Following Alonso's jump-start and a flurry of pit-stops for both drivers in the constantly-changing conditions, the two scarlet machines were running in tandem when the safety car emerged on lap 22, sending the majority of competitors scurrying for the pits once again.
Knowing that whoever was behind out of the pair would have to queue up and lose time, however, Alonso pounced, and entering the pit-lane alongside Massa, the Spaniard risked a coming-together by unexpectedly and unceremoniously barging the sister car out onto the grass to make sure that he got ahead – and thereby was not the one to lose out. The incident only served to add fuel to the fire for those who contend that the double world champion's killer instinct means he will do almost anything to win.
The subsequent delay sent the erstwhile world championship leader plummeting down the order and outside of the top ten, from where he would recover to ninth at the chequered flag – salvaging two points as Alonso took away twelve for fourth place and, undoubtedly, the psychological advantage.
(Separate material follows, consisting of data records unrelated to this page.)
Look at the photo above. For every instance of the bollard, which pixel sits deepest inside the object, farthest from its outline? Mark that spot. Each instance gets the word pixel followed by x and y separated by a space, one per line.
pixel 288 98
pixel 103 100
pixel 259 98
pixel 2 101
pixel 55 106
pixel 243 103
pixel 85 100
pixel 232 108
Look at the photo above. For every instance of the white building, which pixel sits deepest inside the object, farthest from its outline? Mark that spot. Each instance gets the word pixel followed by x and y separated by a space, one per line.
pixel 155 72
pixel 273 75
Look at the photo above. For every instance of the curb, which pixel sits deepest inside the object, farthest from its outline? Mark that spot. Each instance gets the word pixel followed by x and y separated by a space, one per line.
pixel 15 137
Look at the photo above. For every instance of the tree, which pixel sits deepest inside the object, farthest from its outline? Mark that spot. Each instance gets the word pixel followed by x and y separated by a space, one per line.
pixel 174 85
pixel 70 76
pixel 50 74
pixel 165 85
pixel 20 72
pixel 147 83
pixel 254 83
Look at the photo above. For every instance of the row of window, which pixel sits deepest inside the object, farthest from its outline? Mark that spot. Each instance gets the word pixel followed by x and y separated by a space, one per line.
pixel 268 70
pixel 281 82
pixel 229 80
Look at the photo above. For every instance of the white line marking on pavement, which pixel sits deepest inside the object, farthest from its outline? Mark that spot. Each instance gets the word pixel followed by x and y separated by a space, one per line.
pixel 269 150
The Oviedo native has protested that 'if he was not my team-mate, there wouldn't be so much talk about it and for me it was a normal move and it definitely won't compromise our relationship' [see separate story – click here
], adding that 'when two team-mates are fighting there are rumours...if it was two different cars there wouldn't be a problem'.
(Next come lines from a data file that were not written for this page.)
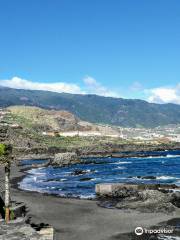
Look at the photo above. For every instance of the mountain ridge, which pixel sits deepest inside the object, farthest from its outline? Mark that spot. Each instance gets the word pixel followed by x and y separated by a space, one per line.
pixel 96 109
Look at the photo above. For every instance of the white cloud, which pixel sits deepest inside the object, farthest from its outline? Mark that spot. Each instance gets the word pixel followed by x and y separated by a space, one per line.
pixel 19 83
pixel 94 87
pixel 164 94
pixel 136 87
pixel 91 86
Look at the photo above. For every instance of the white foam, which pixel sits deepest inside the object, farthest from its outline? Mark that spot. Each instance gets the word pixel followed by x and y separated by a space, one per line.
pixel 165 177
pixel 121 163
pixel 170 156
pixel 120 167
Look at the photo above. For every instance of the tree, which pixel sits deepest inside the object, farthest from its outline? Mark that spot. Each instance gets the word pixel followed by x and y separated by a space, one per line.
pixel 5 159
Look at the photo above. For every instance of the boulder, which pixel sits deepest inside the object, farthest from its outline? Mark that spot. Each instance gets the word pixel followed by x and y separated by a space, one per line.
pixel 148 201
pixel 143 197
pixel 116 190
pixel 64 159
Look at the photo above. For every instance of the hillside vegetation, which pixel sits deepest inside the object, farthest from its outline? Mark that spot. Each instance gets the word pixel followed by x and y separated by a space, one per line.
pixel 96 109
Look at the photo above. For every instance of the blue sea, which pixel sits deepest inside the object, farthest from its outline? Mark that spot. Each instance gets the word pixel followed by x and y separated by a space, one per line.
pixel 79 180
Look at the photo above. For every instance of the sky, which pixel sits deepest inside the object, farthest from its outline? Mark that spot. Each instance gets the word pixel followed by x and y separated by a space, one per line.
pixel 118 48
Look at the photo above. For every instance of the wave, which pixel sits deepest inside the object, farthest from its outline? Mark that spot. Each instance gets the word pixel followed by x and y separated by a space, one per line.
pixel 120 167
pixel 165 177
pixel 121 163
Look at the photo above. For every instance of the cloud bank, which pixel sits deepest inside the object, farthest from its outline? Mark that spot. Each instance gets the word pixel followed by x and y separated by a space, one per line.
pixel 94 87
pixel 164 94
pixel 20 83
pixel 90 86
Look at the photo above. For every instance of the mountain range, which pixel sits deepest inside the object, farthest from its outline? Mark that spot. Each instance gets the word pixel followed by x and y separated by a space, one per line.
pixel 96 109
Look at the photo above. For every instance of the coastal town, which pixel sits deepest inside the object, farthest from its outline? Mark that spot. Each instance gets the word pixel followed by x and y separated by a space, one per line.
pixel 166 133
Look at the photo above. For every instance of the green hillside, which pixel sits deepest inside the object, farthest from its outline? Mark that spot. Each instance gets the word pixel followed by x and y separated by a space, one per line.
pixel 96 109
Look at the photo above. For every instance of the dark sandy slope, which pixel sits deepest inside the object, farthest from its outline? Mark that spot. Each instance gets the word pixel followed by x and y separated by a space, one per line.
pixel 81 219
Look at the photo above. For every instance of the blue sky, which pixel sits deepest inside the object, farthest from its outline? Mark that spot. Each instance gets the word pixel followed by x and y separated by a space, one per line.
pixel 126 48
Whilst clearly aggrieved, Massa too has endeavoured to play down the controversy, telling Spanish and Brazilian media that 'Alonso put his car next to mine and when I saw it I knew we could have an accident, so I thought of the team and that made me lose more than three places'.
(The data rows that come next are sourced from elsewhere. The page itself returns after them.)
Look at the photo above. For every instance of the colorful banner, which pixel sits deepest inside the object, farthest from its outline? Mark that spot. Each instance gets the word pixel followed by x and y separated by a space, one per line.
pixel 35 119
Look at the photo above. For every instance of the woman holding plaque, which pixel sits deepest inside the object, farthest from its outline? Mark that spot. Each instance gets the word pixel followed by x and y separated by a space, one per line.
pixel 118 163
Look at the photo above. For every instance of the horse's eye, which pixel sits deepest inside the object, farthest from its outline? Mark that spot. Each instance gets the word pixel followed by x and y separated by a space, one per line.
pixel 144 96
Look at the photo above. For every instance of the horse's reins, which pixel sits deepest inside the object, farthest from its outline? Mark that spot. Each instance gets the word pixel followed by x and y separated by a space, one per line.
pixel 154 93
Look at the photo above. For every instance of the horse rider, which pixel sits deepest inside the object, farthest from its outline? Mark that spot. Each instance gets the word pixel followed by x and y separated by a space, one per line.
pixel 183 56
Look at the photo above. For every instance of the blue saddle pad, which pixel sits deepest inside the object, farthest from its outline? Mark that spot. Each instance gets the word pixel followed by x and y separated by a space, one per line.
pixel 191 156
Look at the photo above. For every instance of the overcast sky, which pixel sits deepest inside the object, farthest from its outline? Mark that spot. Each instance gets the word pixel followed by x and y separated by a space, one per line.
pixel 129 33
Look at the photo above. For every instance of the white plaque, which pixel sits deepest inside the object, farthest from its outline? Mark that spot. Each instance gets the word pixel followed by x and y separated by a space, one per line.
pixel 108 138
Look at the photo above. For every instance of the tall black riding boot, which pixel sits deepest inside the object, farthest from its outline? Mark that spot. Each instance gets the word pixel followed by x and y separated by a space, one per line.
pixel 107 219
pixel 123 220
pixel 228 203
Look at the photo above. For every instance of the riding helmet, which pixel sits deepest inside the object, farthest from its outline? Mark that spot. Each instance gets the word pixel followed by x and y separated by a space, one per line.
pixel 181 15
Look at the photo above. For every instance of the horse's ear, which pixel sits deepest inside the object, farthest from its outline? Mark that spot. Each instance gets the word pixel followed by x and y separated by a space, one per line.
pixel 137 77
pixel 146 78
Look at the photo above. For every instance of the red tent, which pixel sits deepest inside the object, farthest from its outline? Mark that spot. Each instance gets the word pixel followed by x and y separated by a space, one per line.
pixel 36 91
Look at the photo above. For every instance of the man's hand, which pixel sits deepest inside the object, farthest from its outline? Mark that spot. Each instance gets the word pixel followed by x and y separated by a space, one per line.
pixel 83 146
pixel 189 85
“I ended up on a puddle of water coming out of the hairpin and slightly lost control of the car,” revealed the Paulista, who has slipped five spots down to sixth in the title standings following the race in Shanghai, three positions adrift of his team-mate. “He (Alonso) managed to get inside me, passing me going into the pit-lane. I lost some places because of it, as I had to wait for his stop to be finished.
“We have to do better and that means working on the development of the car. Right from the start, it was difficult to make the right choice in terms of what tyres to use because of the changeable weather. In the closing laps, I was struggling a lot with the tyres, but Michael [Schumacher] was suffering worse than me and I managed to pass him. We have seen how the situation can change radically from one race to the next; we need to work as hard as possible to try and get the most out of the potential at our disposal.”
Both the Scuderia's
team principal Stefano Domenicali and president Luca di Montezemolo also rubbished any talk of a rift developing between the two drivers, even if their relationship was perhaps never going to be the easiest given that Massa remains convinced that he was denied the 2008 laurels by the 'Singapore-gate' race-fixing scandal – something he insisted late last year that Alonso must have been privy to at the time.